The victory had, though, been all but sealed by the Stuttgart-based Sorensen by then, the accuracy of his groundstrokes and the sheer power of his serve frustrating Tourte from the off. Once he broke Tourte in the sixth game of the first set Sorensen's grip on the tie never loosened.

"Breaking him gave me a lot of confidence," he said, "after that I served and volleyed very well".

Neither man could break the other in the second set, but again Sorensen took the initiative in the tie-breaker, Tourte's dejection levels soaring as the match drifted from him.

Sorensen's second-round opponent will be 21-year-old American Brendan Evans, once the third ranked junior in the world, who was given a $1 million contract by Nike when he was 16.

Evans saw off the challenge of Ireland's John McGahon earlier in the day, 6-3, 6-2, but the Dundalk man put up a commendable show against a man ranked 900 places above him.

Both players had their rhythm disrupted by the conditions, playing through a series of showers until a downpour forced them off.

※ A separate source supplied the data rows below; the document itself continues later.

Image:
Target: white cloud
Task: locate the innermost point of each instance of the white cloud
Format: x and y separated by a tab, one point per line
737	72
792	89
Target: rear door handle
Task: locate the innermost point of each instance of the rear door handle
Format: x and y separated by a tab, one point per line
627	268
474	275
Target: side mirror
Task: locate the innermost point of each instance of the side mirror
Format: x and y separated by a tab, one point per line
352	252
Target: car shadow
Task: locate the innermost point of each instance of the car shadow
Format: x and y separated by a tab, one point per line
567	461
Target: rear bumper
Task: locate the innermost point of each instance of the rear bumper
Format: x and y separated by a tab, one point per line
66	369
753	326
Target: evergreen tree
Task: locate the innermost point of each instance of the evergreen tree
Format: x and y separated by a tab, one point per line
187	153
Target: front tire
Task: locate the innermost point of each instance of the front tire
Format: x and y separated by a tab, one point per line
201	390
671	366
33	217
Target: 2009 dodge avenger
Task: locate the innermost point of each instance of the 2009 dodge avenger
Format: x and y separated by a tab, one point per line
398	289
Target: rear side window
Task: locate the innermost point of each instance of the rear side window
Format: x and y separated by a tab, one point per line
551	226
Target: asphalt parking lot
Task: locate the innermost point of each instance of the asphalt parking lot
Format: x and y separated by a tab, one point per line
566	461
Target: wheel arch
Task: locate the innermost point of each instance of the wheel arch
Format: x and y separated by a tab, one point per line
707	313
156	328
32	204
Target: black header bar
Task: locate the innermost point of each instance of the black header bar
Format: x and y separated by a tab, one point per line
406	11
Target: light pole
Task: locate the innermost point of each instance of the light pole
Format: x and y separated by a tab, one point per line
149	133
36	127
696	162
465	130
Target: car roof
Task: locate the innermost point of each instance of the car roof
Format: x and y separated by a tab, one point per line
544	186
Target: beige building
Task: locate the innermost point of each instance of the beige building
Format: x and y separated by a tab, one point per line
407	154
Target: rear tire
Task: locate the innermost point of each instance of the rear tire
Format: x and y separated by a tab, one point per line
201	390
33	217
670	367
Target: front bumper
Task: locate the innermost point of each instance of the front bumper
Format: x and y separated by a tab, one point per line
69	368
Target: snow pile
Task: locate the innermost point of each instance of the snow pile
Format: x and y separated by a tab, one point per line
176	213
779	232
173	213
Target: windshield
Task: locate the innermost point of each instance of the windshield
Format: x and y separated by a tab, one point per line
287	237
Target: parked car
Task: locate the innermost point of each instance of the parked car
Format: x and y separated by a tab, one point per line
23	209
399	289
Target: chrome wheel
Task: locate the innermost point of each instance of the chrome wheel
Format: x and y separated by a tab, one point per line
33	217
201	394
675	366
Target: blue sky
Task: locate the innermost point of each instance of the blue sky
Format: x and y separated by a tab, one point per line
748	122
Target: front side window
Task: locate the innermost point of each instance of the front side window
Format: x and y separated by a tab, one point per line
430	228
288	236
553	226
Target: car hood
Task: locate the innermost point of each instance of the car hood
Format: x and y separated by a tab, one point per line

When they returned, Evans, 4-2 up in the second, wrapped up the match by taking the next two games.

Another Irish player in action yesterday, James Clusky, also exited, losing in straight sets to Ti Chen from Chinese Taipei.

Defending champion Mischa Zverev was made to toil for his passage to the second round, needing two tie-breakers to get past Latvia's Andis Juska. Three Irish players, Conor Niland, James McGee and Peter Clarke, play their first-round ties against Gary Lugassy (eighth seed), Alun Jones (third seed) and Igor Sijsling respectively today.